The Culture of Human Mesenchymal Stem Cells on Biomimetic 3D-printed Hydroxyapatite Scaffolds for Bone Tissue Repair

Abstract

Introduction: Mesenchymal stem cells (MSCs) are multipotent stem cells that have the ability to differentiate into various cell, types including osteoblasts. They are the potential cell source for bone repair. MSCs reside in specialized microenvironments that sustain and regulate their fate. As the conventional 2D-culture system lacks the key elements for supporting bone regeneration, the construction of the microenvironment for cell culture consists of the 3D-hydroxyapatite (HA) scaffold, and biomimetic calcium phosphate coated 3D-printed HA is important.

Objectives: To characterize the proliferation, adhesion, and osteogenic differentiation of MSCs grown with the different 3D-hydroxyapatite scaffolds.

Methods: MSCs isolated from the bone marrow (BM-MSCs) and umbilical cord (UC-MSCs) were cultured on the 3D-HA and coated 3D-HA in the osteoinductive medium. The scanning electron microscopy and immunofluorescence staining were used to examine the characteristics and the attachment of MSCs to the scaffolds. The proliferation was measured using AlamarBlue™ Cell Viability Reagent. The osteogenic differentiation was determined by alkaline phosphatase (ALP) activity and the osteogenic gene expressions.

Results: The BM-MSCs and UC-MSCs cultured on the 3D-HA and coated 3D-HA presented similar proliferation to the 2D culture.
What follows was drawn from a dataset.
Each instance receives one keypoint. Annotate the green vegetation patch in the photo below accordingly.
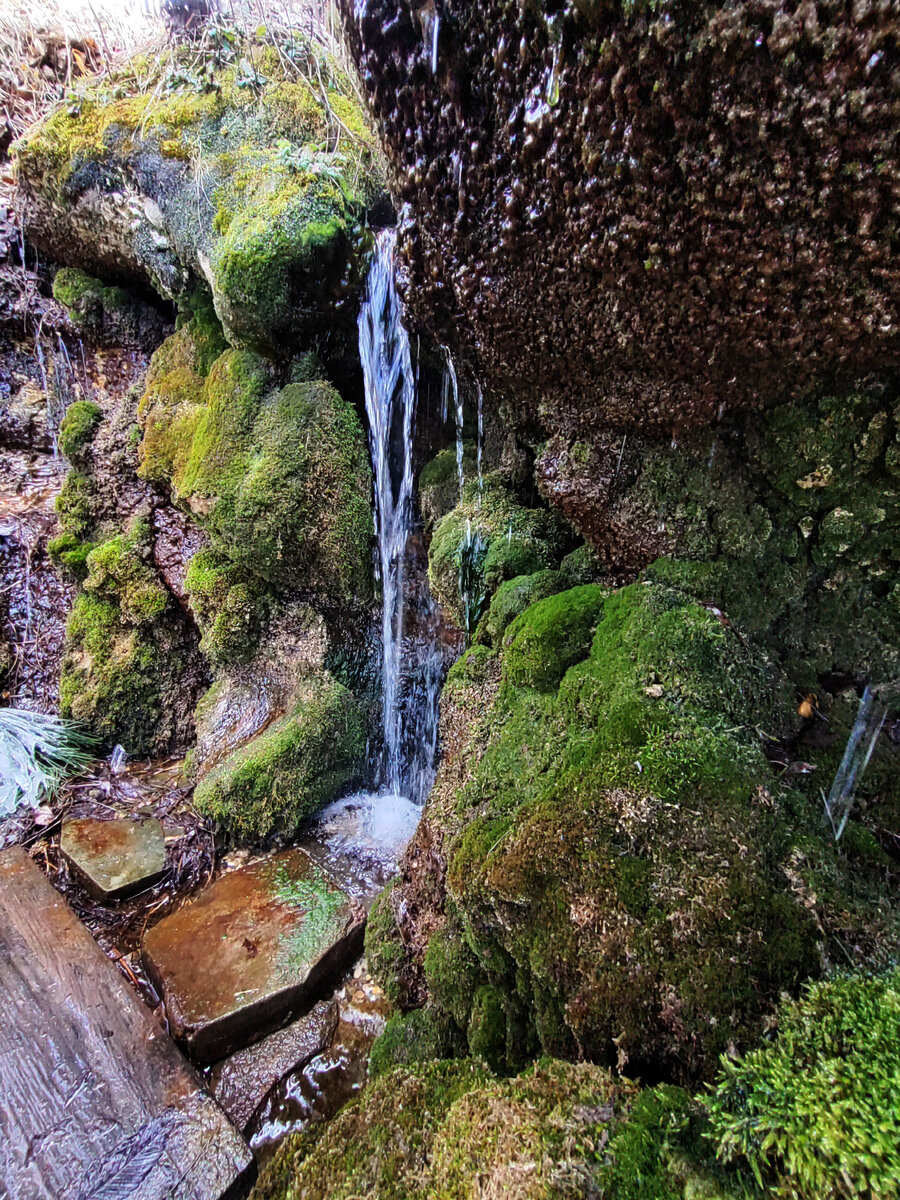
(814, 1113)
(300, 762)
The MSCs attached to the 3D-HAand coated 3D-HA. After induction with osteogenic stimuli, ALP activity and osteogenic gene expression were increased compared to the MSCs cultured with a growth medium. Interestingly, MSCs grown on coated 3D-HA exhibited a higher ALP activity and osteogenic gene expression than those cultured on the 3D-HA.

Conclusions: 3D-HA serves as compatible material for MSC culture. Moreover, biomimetic coating improves biocompatibility and osteoinductivity.